В. Кара-Мурза― Вы слушаете программу «Грани недели» на волнах радиостанции «Эхо Москвы». У микрофона – Владимир Кара-Мурза младший. Я напомню, что сегодня в нашей программе – исполнительный директор движения «За права человека» Лев Пономарев и исполнительный директор общественной организации «Открытая Россия» Андрей Пивоваров.

Наша традиционная историческая рубрика на этой неделе посвящена очередной годовщине Указа Бориса Ельцина о запрете КПСС.

6-го ноября 91-го года президент РСФСР Борис Ельцин подписал Указ №169 «О деятельности Коммунистической партии Советского Союза и Коммунистической партии РСФСР». Этот документ сокращенно называют Указом о запрете КПСС.

Деятельность этих структур носила явный антинародный, антиконституционный характер, была прямо связана с разжиганием среди народов страны религиозной, социальной и национальной розни, посягательством на основополагающие, признанные всем международным сообществом права и свободы человека и гражданина, говорилось в тексте Указа.

«Именно на руководящих структурах КПСС, фактических поглотивших государство и распоряжавшихся им как собственным инструментом, лежит ответственность за исторический тупик, в который загнаны народы Советского Союза, и тот развал, к которому мы пришли». В качестве отдельной причины для принимаемых мер президент указал активное участие партийных структур в попытке государственного переворота в августе 91-го года.

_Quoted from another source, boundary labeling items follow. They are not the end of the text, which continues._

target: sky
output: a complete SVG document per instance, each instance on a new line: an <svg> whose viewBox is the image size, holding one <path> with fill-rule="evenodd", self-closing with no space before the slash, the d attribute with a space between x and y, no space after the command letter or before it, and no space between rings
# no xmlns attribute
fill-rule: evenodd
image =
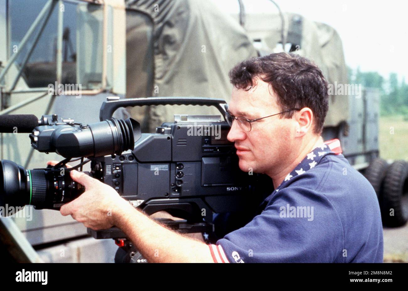
<svg viewBox="0 0 408 291"><path fill-rule="evenodd" d="M237 0L212 0L237 12ZM269 0L243 0L247 13L277 13ZM408 81L408 1L403 0L275 0L283 12L293 12L333 27L343 41L346 63L386 79L397 73Z"/></svg>

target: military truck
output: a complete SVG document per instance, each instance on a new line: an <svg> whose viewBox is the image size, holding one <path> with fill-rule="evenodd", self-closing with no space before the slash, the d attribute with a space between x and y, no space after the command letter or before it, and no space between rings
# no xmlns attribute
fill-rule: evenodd
<svg viewBox="0 0 408 291"><path fill-rule="evenodd" d="M324 139L339 139L350 164L371 182L384 223L405 223L401 197L408 167L379 158L379 93L349 84L335 30L273 6L268 13L246 14L238 2L239 13L230 14L204 0L0 1L0 114L55 114L88 123L98 121L107 97L228 102L228 73L234 65L273 52L299 54L313 60L333 86ZM154 132L174 114L219 114L215 110L143 106L121 108L114 116L131 116L143 132ZM1 134L1 159L25 168L61 159L34 151L27 136ZM32 220L0 222L3 248L18 261L113 262L117 249L113 240L90 237L82 224L55 211L34 210Z"/></svg>

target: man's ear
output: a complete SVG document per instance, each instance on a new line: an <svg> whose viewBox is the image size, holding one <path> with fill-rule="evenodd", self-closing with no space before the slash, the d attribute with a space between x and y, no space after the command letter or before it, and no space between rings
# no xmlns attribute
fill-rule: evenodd
<svg viewBox="0 0 408 291"><path fill-rule="evenodd" d="M303 136L310 130L313 123L313 112L308 107L304 107L295 114L297 123L296 134Z"/></svg>

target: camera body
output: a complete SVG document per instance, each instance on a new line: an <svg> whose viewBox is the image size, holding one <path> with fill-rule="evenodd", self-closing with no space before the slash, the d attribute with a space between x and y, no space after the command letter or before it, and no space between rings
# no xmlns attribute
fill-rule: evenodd
<svg viewBox="0 0 408 291"><path fill-rule="evenodd" d="M133 150L94 159L94 176L148 214L171 209L211 223L213 212L244 208L259 178L240 170L229 129L220 116L176 115Z"/></svg>
<svg viewBox="0 0 408 291"><path fill-rule="evenodd" d="M169 224L186 232L208 229L213 213L251 211L271 193L273 185L267 176L240 169L233 143L227 139L225 103L200 97L108 98L101 107L100 121L89 124L55 114L38 122L35 116L9 116L0 120L0 128L9 130L16 122L32 119L26 127L33 147L66 159L51 168L32 170L0 161L0 206L29 204L59 210L84 190L72 181L69 171L91 161L88 175L148 215L166 210L182 218ZM120 107L168 104L214 106L221 115L176 115L174 122L163 123L155 133L143 134L131 118L111 118ZM82 162L85 157L88 159ZM73 158L81 163L67 168ZM95 238L124 237L117 229L88 231Z"/></svg>

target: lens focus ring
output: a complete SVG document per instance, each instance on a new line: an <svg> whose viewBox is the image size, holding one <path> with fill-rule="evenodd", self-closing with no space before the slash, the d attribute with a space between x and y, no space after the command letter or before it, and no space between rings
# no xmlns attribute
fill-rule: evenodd
<svg viewBox="0 0 408 291"><path fill-rule="evenodd" d="M47 195L47 181L45 172L43 170L32 170L31 179L32 189L31 204L40 205L45 202Z"/></svg>

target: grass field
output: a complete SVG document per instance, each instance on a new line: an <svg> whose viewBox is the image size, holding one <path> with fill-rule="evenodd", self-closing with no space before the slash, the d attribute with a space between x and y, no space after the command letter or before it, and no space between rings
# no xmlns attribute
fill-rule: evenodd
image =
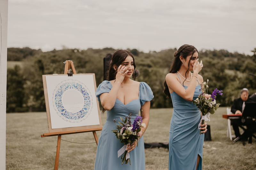
<svg viewBox="0 0 256 170"><path fill-rule="evenodd" d="M205 142L203 169L256 169L256 140L252 143L231 144L226 137L228 121L222 118L226 107L220 107L211 117L212 141ZM168 142L172 109L151 109L149 125L144 137L146 143ZM106 114L101 116L103 122ZM57 137L41 138L48 132L45 112L12 113L6 115L6 169L53 169ZM100 132L97 132L99 137ZM94 142L92 132L62 136L62 139L78 143ZM80 144L61 141L59 169L93 170L95 144ZM167 170L167 149L145 150L147 170Z"/></svg>

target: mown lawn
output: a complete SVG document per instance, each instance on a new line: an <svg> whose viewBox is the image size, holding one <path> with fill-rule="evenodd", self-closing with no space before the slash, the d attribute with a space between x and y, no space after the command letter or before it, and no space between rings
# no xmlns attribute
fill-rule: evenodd
<svg viewBox="0 0 256 170"><path fill-rule="evenodd" d="M204 170L256 169L256 140L252 143L231 144L226 137L227 121L222 118L226 107L220 107L207 123L212 141L205 142ZM172 109L151 109L146 143L168 142ZM106 114L101 115L102 122ZM41 138L48 132L46 113L7 114L6 115L6 169L53 169L57 137ZM97 132L99 137L100 132ZM78 143L94 142L92 132L63 135L62 139ZM60 170L92 170L97 151L95 144L81 144L61 141ZM147 170L167 170L168 151L162 148L145 151Z"/></svg>

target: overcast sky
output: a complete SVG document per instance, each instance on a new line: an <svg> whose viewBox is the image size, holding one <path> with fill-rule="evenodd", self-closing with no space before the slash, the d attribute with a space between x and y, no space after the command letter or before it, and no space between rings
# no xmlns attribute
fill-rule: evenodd
<svg viewBox="0 0 256 170"><path fill-rule="evenodd" d="M9 0L8 12L8 47L256 48L255 0Z"/></svg>

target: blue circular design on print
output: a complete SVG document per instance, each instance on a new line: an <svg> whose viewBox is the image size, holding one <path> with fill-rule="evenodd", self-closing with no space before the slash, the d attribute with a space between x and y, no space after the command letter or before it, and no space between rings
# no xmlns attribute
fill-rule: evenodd
<svg viewBox="0 0 256 170"><path fill-rule="evenodd" d="M78 95L72 96L70 95L72 93L76 93ZM62 101L63 94L68 93L67 95L69 95L71 100L67 100L67 97L65 97L64 101ZM80 100L77 100L80 104L76 105L76 99L74 97L80 98ZM83 99L82 103L81 99ZM52 99L54 109L58 115L63 119L72 123L79 122L86 119L91 113L92 108L92 97L90 91L86 86L76 80L64 80L58 85L53 92ZM74 106L74 108L68 109L67 106L68 104L70 104L69 106ZM65 108L65 106L67 108Z"/></svg>

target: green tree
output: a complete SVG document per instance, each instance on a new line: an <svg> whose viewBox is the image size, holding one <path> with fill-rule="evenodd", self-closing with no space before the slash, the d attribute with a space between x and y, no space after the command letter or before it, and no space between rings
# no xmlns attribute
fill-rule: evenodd
<svg viewBox="0 0 256 170"><path fill-rule="evenodd" d="M6 112L27 111L24 104L25 81L21 74L20 68L16 65L14 69L7 70L6 85Z"/></svg>

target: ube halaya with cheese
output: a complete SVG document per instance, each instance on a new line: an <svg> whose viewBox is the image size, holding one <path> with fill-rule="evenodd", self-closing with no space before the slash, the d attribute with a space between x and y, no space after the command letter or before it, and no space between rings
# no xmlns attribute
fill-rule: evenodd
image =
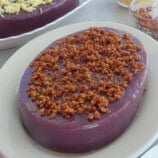
<svg viewBox="0 0 158 158"><path fill-rule="evenodd" d="M60 152L88 152L111 143L140 105L146 60L136 37L111 28L89 28L53 42L21 79L25 129Z"/></svg>
<svg viewBox="0 0 158 158"><path fill-rule="evenodd" d="M0 38L40 28L79 5L79 0L1 0Z"/></svg>

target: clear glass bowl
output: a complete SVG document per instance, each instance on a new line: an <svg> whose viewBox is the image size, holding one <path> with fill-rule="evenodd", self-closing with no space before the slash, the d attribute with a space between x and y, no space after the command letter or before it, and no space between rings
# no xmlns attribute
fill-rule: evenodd
<svg viewBox="0 0 158 158"><path fill-rule="evenodd" d="M133 0L129 10L137 28L158 40L158 0Z"/></svg>

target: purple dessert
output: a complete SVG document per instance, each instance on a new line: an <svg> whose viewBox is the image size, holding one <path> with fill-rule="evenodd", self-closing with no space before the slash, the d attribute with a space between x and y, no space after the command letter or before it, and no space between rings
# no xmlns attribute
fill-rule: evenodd
<svg viewBox="0 0 158 158"><path fill-rule="evenodd" d="M87 41L89 43L88 47L86 43ZM90 45L92 43L93 50L95 50L94 52L92 52L92 45ZM73 49L74 45L75 48ZM73 49L72 54L74 53L75 55L73 56L71 53L69 53L69 55L64 55L64 52L62 52L63 48L66 50ZM76 48L77 50L80 49L78 54L76 54ZM61 52L58 52L58 49ZM66 51L66 53L67 52L68 51ZM39 100L41 96L34 95L34 92L39 87L36 87L35 89L33 88L32 90L31 86L39 84L41 91L43 91L48 83L37 83L38 79L34 78L33 74L35 73L37 75L38 73L39 75L39 72L37 71L43 71L39 70L44 69L44 67L40 67L43 65L43 60L45 61L44 65L50 61L54 63L54 59L57 59L57 54L54 55L55 53L59 54L59 67L57 69L57 66L55 68L53 65L53 68L51 68L48 64L47 70L51 72L49 75L52 76L55 72L60 72L62 69L69 66L67 69L72 70L72 73L70 73L70 71L67 73L62 71L61 74L67 76L72 75L68 80L73 78L71 80L71 82L73 82L77 79L76 74L73 76L73 73L83 69L84 71L87 71L85 75L88 73L91 74L95 86L91 84L89 85L88 82L91 82L89 78L87 80L84 80L84 78L80 80L81 78L79 78L79 81L76 83L78 87L80 87L81 83L85 83L85 85L88 85L88 90L86 88L81 89L80 87L80 89L77 88L72 92L72 87L71 93L70 91L67 93L70 89L66 84L61 84L61 80L65 76L61 76L60 74L60 77L54 79L50 85L54 86L55 83L59 82L60 86L58 88L60 90L58 88L54 89L56 89L57 93L62 91L62 94L58 94L58 97L56 97L56 100L53 100L53 103L48 102L50 105L44 105ZM46 56L48 54L52 55L52 59L50 56ZM95 57L98 57L97 60ZM80 60L78 61L78 59ZM67 61L66 64L62 65L65 60ZM119 62L119 60L121 62ZM76 61L76 65L80 66L75 67L76 65L70 66L67 64L72 61ZM99 65L98 67L96 65L94 69L91 69L91 63L101 64L101 61L107 61L105 67L110 66L107 72L103 71L104 67L102 67L102 65ZM115 63L112 64L112 61L115 61ZM88 152L111 143L125 131L136 114L145 88L147 74L146 62L146 52L143 45L136 37L111 28L90 28L54 42L49 48L35 58L22 77L19 88L19 100L24 127L31 137L39 144L60 152ZM89 67L86 67L86 64ZM83 68L82 65L86 68ZM121 66L125 66L127 71L123 71L125 69L117 69ZM99 69L99 67L101 67L101 69ZM111 73L111 70L113 70L114 74ZM84 71L82 71L80 75L84 74ZM44 71L45 74L47 72L48 71ZM132 77L129 77L129 74L132 74ZM106 78L106 76L108 76L108 78ZM100 80L104 82L101 82ZM42 82L43 81L44 79L42 79ZM102 88L105 85L108 86L109 83L112 86L115 84L115 86L113 86L112 89L110 89L110 87ZM64 86L65 89L61 89L62 86ZM86 98L84 100L84 108L82 109L82 104L73 107L72 105L74 102L71 100L72 105L69 104L67 106L68 108L71 107L72 111L74 110L73 112L70 110L72 113L70 111L67 112L64 109L63 104L58 106L58 104L62 102L61 100L64 96L67 98L70 96L69 99L71 99L74 95L81 93L89 94L90 91L91 93L97 93L96 96L93 96L94 98L98 97L98 100L95 100L96 103L94 103L94 98ZM39 93L39 91L37 93ZM56 95L57 93L53 94ZM99 100L98 94L100 95L101 100ZM33 96L35 97L33 98ZM53 98L54 96L47 94L47 98L49 99L50 97ZM105 100L108 100L108 102L105 102ZM49 117L52 116L52 114L50 114L50 106L54 109L56 108L53 106L54 103L56 103L55 105L59 107L60 110L57 108L53 113L54 117ZM68 103L68 101L66 103ZM106 105L102 105L101 103ZM87 106L90 106L91 108L87 108ZM43 113L43 107L45 108L45 113ZM80 108L81 111L79 111Z"/></svg>
<svg viewBox="0 0 158 158"><path fill-rule="evenodd" d="M79 0L54 0L52 4L40 5L33 12L0 16L0 38L19 35L42 27L78 6Z"/></svg>

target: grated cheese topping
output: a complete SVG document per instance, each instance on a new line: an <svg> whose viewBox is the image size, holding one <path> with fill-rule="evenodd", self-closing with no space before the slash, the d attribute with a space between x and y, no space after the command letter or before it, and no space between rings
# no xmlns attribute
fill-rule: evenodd
<svg viewBox="0 0 158 158"><path fill-rule="evenodd" d="M51 4L54 0L0 0L0 16L18 14L20 11L33 12L39 5Z"/></svg>

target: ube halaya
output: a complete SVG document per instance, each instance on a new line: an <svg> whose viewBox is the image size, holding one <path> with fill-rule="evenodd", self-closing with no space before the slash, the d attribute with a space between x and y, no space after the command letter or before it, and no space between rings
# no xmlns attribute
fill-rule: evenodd
<svg viewBox="0 0 158 158"><path fill-rule="evenodd" d="M19 88L24 127L39 144L88 152L129 126L144 93L146 52L131 34L89 28L43 50Z"/></svg>
<svg viewBox="0 0 158 158"><path fill-rule="evenodd" d="M79 5L79 0L0 1L0 38L40 28Z"/></svg>

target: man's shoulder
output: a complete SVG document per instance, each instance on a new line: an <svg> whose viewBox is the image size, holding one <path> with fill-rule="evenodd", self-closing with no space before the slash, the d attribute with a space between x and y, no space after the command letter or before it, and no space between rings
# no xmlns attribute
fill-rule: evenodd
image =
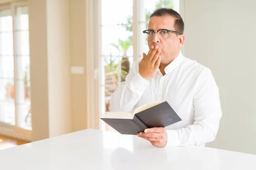
<svg viewBox="0 0 256 170"><path fill-rule="evenodd" d="M190 74L204 75L207 76L212 74L209 68L203 65L195 60L184 57L182 67L184 70L189 71Z"/></svg>

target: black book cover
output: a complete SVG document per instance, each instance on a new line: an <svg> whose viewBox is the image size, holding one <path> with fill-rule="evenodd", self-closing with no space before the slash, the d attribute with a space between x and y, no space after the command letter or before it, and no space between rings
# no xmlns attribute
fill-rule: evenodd
<svg viewBox="0 0 256 170"><path fill-rule="evenodd" d="M132 119L101 119L120 133L130 135L137 135L147 128L164 128L181 120L166 101L135 114Z"/></svg>

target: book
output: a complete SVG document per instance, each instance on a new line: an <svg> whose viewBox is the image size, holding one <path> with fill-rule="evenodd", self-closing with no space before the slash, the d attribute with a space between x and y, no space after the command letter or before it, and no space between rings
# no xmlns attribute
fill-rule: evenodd
<svg viewBox="0 0 256 170"><path fill-rule="evenodd" d="M181 120L167 101L146 104L133 113L106 112L101 119L122 134L137 135L151 128L165 128Z"/></svg>

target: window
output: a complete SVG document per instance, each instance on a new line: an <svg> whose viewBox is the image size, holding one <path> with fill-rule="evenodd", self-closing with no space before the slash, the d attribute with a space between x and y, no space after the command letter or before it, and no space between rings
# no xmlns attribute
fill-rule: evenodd
<svg viewBox="0 0 256 170"><path fill-rule="evenodd" d="M133 62L149 50L142 31L148 27L150 14L161 7L180 12L179 0L102 0L101 3L100 100L104 110L100 117L109 111L111 96L125 81ZM101 122L101 129L114 130Z"/></svg>
<svg viewBox="0 0 256 170"><path fill-rule="evenodd" d="M29 8L21 4L0 5L0 125L31 130Z"/></svg>

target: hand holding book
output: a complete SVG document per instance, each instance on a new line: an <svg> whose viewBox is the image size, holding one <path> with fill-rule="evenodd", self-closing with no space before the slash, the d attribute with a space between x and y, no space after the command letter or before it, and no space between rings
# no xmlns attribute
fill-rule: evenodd
<svg viewBox="0 0 256 170"><path fill-rule="evenodd" d="M146 129L165 128L181 120L166 101L146 104L133 113L107 112L101 119L120 133L130 135L137 135Z"/></svg>
<svg viewBox="0 0 256 170"><path fill-rule="evenodd" d="M167 142L167 133L164 128L146 129L144 132L140 132L138 136L145 139L157 147L164 147Z"/></svg>

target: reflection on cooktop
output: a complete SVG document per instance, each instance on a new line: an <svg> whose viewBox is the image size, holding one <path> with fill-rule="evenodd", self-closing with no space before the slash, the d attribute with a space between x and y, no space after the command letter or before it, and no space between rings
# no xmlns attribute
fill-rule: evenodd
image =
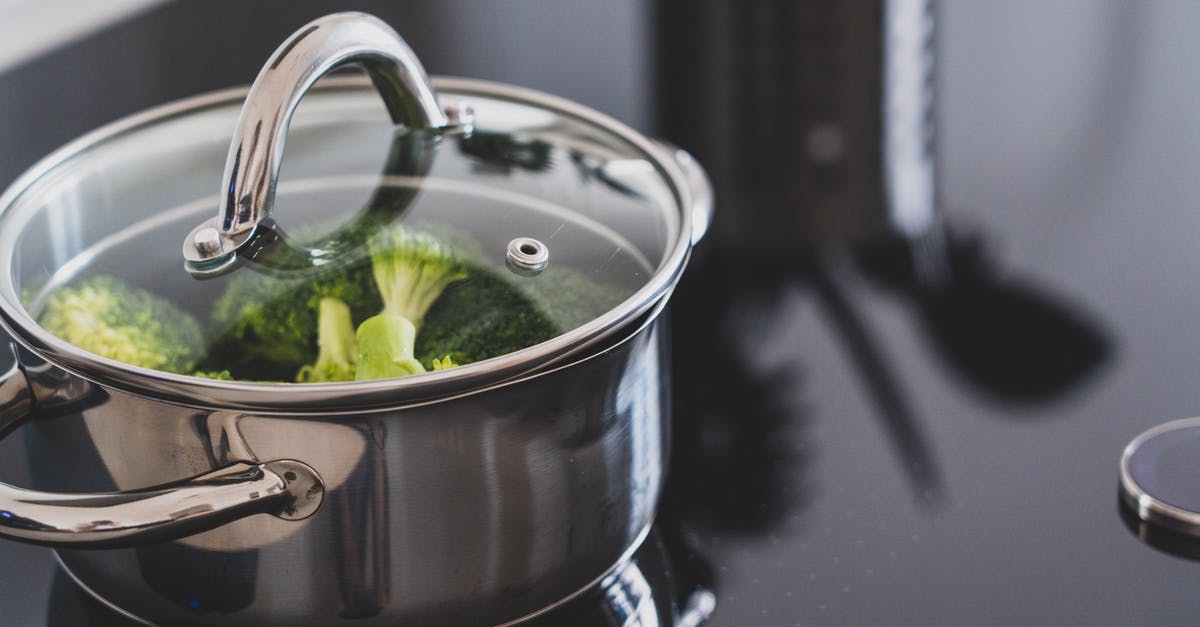
<svg viewBox="0 0 1200 627"><path fill-rule="evenodd" d="M695 555L664 525L652 530L634 557L599 586L522 625L528 627L696 627L713 613L716 597L692 577ZM683 567L680 567L683 566ZM131 627L122 616L55 569L46 615L48 627Z"/></svg>

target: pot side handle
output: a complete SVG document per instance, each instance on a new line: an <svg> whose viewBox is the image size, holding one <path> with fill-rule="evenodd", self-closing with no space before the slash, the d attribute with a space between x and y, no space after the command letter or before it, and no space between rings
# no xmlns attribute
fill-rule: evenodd
<svg viewBox="0 0 1200 627"><path fill-rule="evenodd" d="M35 408L19 365L0 374L0 435ZM0 483L0 538L71 549L109 549L208 531L253 514L302 520L324 484L295 460L235 462L196 477L122 492L56 494Z"/></svg>

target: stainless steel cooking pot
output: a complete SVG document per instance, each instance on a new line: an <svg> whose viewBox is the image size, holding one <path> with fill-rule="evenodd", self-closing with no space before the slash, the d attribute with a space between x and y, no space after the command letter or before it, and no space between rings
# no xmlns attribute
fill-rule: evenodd
<svg viewBox="0 0 1200 627"><path fill-rule="evenodd" d="M371 80L316 84L349 62ZM661 312L710 203L694 161L614 120L431 82L382 22L318 19L248 91L112 124L0 197L0 314L22 346L0 432L24 437L32 482L0 484L0 536L54 547L84 590L156 623L536 615L611 573L654 518ZM500 357L349 383L148 370L37 323L48 293L98 273L205 311L239 273L294 276L361 250L341 227L292 227L380 207L469 234L521 285L574 268L622 299Z"/></svg>

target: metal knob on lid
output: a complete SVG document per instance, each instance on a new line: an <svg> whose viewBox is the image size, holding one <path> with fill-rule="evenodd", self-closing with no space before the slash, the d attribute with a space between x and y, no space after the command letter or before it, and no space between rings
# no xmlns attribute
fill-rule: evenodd
<svg viewBox="0 0 1200 627"><path fill-rule="evenodd" d="M416 55L388 24L366 13L336 13L289 37L266 62L246 96L221 181L217 216L184 241L190 273L229 269L239 249L271 215L292 114L330 71L356 62L383 96L391 120L409 129L469 127L469 107L443 109Z"/></svg>

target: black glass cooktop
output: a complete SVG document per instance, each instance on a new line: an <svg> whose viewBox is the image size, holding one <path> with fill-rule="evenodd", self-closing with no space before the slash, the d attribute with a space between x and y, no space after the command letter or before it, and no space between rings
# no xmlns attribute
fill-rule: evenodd
<svg viewBox="0 0 1200 627"><path fill-rule="evenodd" d="M1200 620L1200 553L1117 495L1130 438L1200 414L1200 11L946 5L940 279L928 241L718 237L676 294L635 561L664 625L713 599L712 626ZM0 478L23 467L0 443ZM48 550L0 565L5 623L104 625ZM553 619L626 623L590 603Z"/></svg>

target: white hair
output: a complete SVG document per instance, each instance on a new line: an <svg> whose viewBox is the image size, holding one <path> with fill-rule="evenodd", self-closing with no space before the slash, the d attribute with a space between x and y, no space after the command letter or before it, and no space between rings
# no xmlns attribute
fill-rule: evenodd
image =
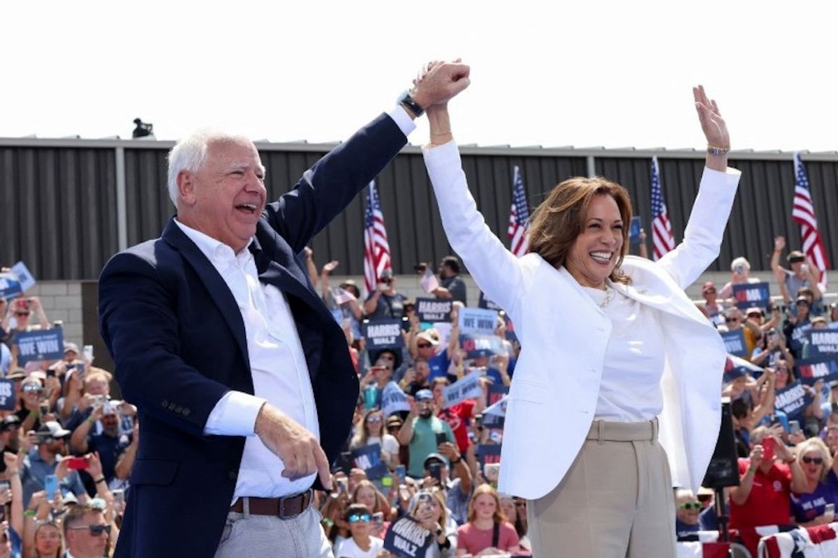
<svg viewBox="0 0 838 558"><path fill-rule="evenodd" d="M178 175L181 171L196 172L206 161L207 151L213 143L250 141L244 136L218 130L199 130L179 140L168 152L168 197L178 207Z"/></svg>
<svg viewBox="0 0 838 558"><path fill-rule="evenodd" d="M751 269L751 264L747 259L745 259L744 258L742 258L742 256L739 256L738 258L737 258L736 259L734 259L732 262L731 262L731 271L736 271L737 266L739 266L739 265L742 266L746 269L748 269L748 270Z"/></svg>

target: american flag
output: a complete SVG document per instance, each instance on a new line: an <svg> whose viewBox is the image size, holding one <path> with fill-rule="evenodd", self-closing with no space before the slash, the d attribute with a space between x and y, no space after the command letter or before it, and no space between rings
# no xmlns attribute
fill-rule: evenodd
<svg viewBox="0 0 838 558"><path fill-rule="evenodd" d="M791 218L800 225L803 252L809 256L820 272L819 284L821 289L825 289L830 260L826 256L820 232L818 230L818 220L815 217L815 206L812 205L812 196L809 191L809 179L806 178L806 170L803 168L799 153L794 154L794 202Z"/></svg>
<svg viewBox="0 0 838 558"><path fill-rule="evenodd" d="M652 157L652 259L660 259L675 248L672 226L666 216L666 203L660 188L660 171L658 157Z"/></svg>
<svg viewBox="0 0 838 558"><path fill-rule="evenodd" d="M390 244L384 228L381 199L375 190L375 181L372 181L364 212L364 286L367 293L375 289L381 273L390 269Z"/></svg>
<svg viewBox="0 0 838 558"><path fill-rule="evenodd" d="M529 224L530 207L526 204L524 179L521 178L520 169L515 166L512 179L512 208L510 210L510 228L506 232L510 235L510 249L519 258L526 253L526 229Z"/></svg>

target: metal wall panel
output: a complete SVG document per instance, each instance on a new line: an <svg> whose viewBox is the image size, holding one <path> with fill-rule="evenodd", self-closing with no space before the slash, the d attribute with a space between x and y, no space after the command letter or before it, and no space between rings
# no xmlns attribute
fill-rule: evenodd
<svg viewBox="0 0 838 558"><path fill-rule="evenodd" d="M0 146L0 262L98 277L116 250L115 176L112 149Z"/></svg>
<svg viewBox="0 0 838 558"><path fill-rule="evenodd" d="M0 262L23 259L43 279L95 279L118 249L116 149L125 153L127 242L159 236L173 212L166 190L166 154L171 142L0 138ZM269 199L287 192L331 146L260 144L267 168ZM587 174L620 182L635 213L649 228L649 161L652 151L507 147L463 147L463 167L478 207L489 228L506 241L513 167L521 167L531 207L556 183ZM658 152L661 182L676 240L683 237L703 157L684 151ZM732 154L742 179L718 260L727 270L746 255L756 269L769 267L773 237L784 234L799 247L791 220L794 176L790 154ZM804 156L804 163L833 267L838 264L838 156ZM436 264L450 253L420 151L406 147L377 177L396 274L412 273L418 261ZM363 273L365 190L313 241L315 261L340 262L339 274Z"/></svg>

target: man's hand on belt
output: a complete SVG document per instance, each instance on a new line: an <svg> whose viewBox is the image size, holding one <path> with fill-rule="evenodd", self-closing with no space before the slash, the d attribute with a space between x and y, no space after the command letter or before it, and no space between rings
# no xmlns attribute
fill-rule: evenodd
<svg viewBox="0 0 838 558"><path fill-rule="evenodd" d="M326 453L314 435L301 424L265 403L256 415L254 432L268 449L282 459L283 477L294 480L317 472L323 488L332 489Z"/></svg>

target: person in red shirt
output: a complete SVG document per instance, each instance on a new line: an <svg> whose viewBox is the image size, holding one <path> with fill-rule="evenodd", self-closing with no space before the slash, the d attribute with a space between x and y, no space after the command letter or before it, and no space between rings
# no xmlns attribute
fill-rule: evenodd
<svg viewBox="0 0 838 558"><path fill-rule="evenodd" d="M739 486L731 489L730 526L740 530L745 545L757 555L754 527L785 525L791 520L791 493L805 490L806 478L791 452L768 428L751 435L750 457L739 459Z"/></svg>

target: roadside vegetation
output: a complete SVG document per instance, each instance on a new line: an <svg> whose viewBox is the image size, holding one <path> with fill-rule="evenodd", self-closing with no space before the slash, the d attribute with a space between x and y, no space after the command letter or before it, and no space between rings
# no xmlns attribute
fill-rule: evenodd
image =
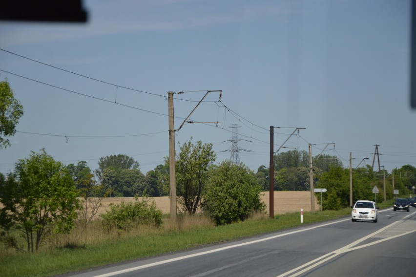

Положениями президентского Указа деятельность КПСС и Компартии РСФСР прекращалась на всей территории Республики. Партийное имущество передавалось в государственную собственность. Совету министров РСФСР поручалось обеспечить национализацию на практике. При этом в тексте Указа подчеркивалось, что бывшие члены Компартии не будут подвергаться запрету на профессию, то есть люстрациям, которые проводились в некоторых других странах бывшего соцлагеря.

Коммунисты из числа народных депутатов РСФСР с Указом Ельцина не согласились и оспорили его в Конституционном суде. Слушания по «делу КПСС» в высшем судебном органе страны проходили в течение 92-го года. Одним из экспертов президентской стороны выступал известный советский диссидент Владимир Буковский, на время процесса получивший доступ к секретным документам из архива бывшего ЦК КПСС.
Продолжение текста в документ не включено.